Mas por que toda essa história? Bem, ela me lembra mais uma, das muitas histórias dos doces tempos juvenis.
Inicio dos anos sessenta. Lá ia o Alceu (naquele tempo “Alceuzinho”). Naquele tempo ele caminhava mais “de largo” do que “de alto”. Gordíssimo, suas calças “Lee” desgastavam no entre – coxas.
Mas logo veio a puberdade e com ela, pouco de maturidade além, é claro, do interesse pelas mulheres. Daí resolveu “fechar a boca”, tomar uns banhos turcos, e emagreceu. Até que ficou bem, dentro do possível.
Nos últimos anos daquela década, via-se um Alceu com uma silueta bem diferente.
Rico, não demorou a ganhar um fusca novo em folha, do velho e bom pai que o paparicava. Mas logo, logo viria o principal: ele foi presenteado com um luxuoso “Galaxie” dourado.
Daí caiu na vida. Paquera na “Augusta”, noitadas no “Ton-ton”, sempre regadas a cokteils de frutas, mulherada, enfim, um playboy. Suas roupas lembravam a de um toureiro. Sempre justas e coloridas. O vinco da calça, perfeito de chamar a tenção.
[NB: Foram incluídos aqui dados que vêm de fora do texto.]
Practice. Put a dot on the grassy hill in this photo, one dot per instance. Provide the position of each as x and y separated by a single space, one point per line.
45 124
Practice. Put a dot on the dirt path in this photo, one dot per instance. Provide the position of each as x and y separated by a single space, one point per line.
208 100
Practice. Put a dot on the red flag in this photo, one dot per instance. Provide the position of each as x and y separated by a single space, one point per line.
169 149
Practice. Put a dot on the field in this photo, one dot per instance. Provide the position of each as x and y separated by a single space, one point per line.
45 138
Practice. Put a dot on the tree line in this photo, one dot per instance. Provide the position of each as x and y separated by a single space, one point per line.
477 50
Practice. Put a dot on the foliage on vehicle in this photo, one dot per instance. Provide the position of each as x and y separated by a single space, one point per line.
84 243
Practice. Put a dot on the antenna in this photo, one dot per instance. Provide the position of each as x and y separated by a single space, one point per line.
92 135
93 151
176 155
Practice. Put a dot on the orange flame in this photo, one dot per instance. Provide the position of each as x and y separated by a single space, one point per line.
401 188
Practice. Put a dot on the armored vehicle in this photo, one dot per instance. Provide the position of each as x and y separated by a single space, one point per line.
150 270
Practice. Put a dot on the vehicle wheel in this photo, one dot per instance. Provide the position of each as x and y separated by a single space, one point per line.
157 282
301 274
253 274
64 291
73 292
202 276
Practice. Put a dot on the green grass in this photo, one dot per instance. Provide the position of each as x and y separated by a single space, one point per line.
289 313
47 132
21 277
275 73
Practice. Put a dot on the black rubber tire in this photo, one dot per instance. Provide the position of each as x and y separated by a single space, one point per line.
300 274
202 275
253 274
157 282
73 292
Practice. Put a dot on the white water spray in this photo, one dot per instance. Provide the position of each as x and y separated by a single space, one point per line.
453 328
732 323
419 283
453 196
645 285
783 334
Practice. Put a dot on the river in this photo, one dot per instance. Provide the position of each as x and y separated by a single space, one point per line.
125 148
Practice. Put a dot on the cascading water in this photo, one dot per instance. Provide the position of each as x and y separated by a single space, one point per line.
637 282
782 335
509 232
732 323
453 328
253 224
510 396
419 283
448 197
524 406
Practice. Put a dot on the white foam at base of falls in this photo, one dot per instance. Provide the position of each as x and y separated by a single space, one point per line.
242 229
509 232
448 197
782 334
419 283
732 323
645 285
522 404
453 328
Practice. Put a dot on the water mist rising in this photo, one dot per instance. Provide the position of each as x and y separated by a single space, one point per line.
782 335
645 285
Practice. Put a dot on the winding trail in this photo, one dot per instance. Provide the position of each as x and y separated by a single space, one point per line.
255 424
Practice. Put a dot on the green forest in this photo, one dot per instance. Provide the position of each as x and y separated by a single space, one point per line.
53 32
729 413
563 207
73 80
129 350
Para completar, cinturão, cabeleira impecável etc e tal.
Numa dessas saídas, Alceu encontra a sereia. Sim, daquelas que hipnotizam, dominam, e que fazem um homem ficar abobado. Daquelas mulheres que fazem valer o célebre ditado: “Um pêlo pubiano feminino move navios”.
Alceu foi envolvido e dominado qual vítima de serpente peçonhenta. Uma serpente que domina sua vítima com os olhos.
Sei lá porque, ele apelidou a garota de “Sabiá”. Daí por diante tudo era a “Sabiá”.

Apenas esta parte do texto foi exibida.